WTW stayed up the tree for about 15 minutes or so and then jetted down the trunk with her walking shoes on.  I adjusted my fanny pack and took off after her.  She wasn’t running, but she walked with purpose, which usually means I have to dive and tunnel through branches and vines, each taking its turn to whip me in the face, poke me in the eye, or just plain trip me up.  But I stayed with her.  Patting myself on the back, I watched her climb another tree and settled into watching her trying to suck sap from its branches.  Twenty minutes to go.  Easy.
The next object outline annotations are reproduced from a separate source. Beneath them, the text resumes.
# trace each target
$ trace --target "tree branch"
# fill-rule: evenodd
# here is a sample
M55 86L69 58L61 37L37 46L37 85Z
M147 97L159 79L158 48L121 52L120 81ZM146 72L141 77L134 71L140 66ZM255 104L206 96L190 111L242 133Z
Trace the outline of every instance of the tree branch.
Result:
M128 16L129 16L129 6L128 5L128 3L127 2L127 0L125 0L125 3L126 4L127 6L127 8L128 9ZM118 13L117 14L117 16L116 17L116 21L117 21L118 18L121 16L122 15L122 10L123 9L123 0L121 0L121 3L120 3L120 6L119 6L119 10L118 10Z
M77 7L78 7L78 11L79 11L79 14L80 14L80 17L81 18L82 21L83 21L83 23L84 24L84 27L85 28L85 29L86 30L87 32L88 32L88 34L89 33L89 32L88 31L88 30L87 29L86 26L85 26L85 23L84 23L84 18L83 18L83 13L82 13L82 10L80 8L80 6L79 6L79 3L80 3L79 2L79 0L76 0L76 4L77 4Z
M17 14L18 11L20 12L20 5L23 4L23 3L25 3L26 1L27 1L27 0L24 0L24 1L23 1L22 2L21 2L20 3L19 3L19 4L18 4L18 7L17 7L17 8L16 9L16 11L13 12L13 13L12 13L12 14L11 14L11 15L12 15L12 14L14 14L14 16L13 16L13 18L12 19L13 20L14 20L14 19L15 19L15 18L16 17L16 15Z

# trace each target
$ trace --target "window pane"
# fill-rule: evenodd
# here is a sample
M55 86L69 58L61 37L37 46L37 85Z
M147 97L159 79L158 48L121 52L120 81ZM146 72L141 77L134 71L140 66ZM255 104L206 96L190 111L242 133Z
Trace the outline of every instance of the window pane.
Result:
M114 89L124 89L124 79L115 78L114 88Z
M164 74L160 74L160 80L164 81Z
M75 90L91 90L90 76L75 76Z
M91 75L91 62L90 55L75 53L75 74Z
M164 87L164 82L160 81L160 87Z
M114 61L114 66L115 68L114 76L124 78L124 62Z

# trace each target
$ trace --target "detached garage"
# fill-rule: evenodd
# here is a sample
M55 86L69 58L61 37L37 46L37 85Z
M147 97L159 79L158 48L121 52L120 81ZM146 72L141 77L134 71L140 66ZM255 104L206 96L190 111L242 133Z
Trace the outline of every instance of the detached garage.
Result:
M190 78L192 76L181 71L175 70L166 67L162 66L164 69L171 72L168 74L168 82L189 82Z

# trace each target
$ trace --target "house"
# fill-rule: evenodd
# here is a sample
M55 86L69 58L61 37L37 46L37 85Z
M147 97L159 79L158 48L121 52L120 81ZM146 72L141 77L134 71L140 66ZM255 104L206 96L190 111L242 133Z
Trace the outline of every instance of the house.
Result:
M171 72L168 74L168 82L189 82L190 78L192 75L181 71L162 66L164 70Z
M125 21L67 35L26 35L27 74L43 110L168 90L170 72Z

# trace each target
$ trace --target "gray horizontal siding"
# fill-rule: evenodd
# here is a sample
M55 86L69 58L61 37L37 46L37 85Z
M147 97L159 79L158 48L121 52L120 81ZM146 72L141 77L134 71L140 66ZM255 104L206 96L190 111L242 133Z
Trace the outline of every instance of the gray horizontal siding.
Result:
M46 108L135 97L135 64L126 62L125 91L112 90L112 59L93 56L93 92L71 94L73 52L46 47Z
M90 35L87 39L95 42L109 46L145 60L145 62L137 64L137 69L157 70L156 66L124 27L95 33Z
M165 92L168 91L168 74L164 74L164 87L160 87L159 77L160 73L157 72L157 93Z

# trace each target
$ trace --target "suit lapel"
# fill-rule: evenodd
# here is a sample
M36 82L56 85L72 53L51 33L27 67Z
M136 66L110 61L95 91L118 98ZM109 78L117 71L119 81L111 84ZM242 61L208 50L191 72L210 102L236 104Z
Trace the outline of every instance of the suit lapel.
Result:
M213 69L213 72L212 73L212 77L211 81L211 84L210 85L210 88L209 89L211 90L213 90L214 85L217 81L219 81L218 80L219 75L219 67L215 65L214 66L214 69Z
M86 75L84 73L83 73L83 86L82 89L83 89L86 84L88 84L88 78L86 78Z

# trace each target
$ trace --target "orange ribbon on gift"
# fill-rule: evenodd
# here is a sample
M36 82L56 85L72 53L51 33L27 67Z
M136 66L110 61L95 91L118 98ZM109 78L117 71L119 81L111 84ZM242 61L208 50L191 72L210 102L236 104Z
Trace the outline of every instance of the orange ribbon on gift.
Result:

And then, suddenly, she was gone.  Sufi had been interested in debating the finer points of Lake Tanganyika boat travel and the cost of paying for a boat myself when I looked up and WTW simply wasn’t there.  “She has to be there,” Sufi insisted, neither of us believing she could have sneaked down without our knowing.  Well, wily little bad word, she had.  So, Sufi and I started the mad kind of random searching that is beyond frustrating because you haven’t the slightest clue which way she’s gone.  I climbed up a ravine of sorts, found Wirdet then Wokora, but no WTW.  I negotiated the slippery fallen leaves and steep incline, waddling along at an angle, trying to listen for the rustle of someone else in the debris.  Nothing.

After twenty minutes of searching, though, I heard Sufi’s familiar “Oooo! Oooo!”  Double “oo”s are always good news.  One “oo” means, “Where are you?” or “I am here”.  But two “oo”s, at least in this context means, “I’ve got the little sumbitch!”  Unfortunately, Sufi was ooing from down a mountain and across the river.  I briefly debated about winding my way back to the vague path I had climbed up, but deciding this would take too much time, just started blazing down hill.  Mostly I managed a controlled fall, Tarzan-ing from vine to root to tree trunk as I slid sometimes on my feet, sometimes on my butt, from seemingly sturdy clump of twigs to sturdy clump of twigs.  I briefly considered not going over a mini cliff but then decided it would probably be okay.  It was.  A few other times I thought, “Hmm.  I seem to keep sliding.  If I don’t stop in the next .7 seconds, it could be bad.”  But eventually I made it to the river.  I attempted to skip across on stones, which never works out for me, and, shoes wet, plunged into the thick machaka (vines) across the way, oo-ing and oo-ing as I tried to use my surprisingly faulty sound radar to locate Sufi (at one point, I thought he was actually back across the river).  But, after another four of five minutes of crawling, I birthed myself into a mini-clearing where Sufi stood, arm outstretched to indicate the baboon WAAAAY up there in a tree.  I thanked him, brushed myself off, and finished my follow.

I’m hoping the others are feeling a little bit more generous about the end of our 30 hours together.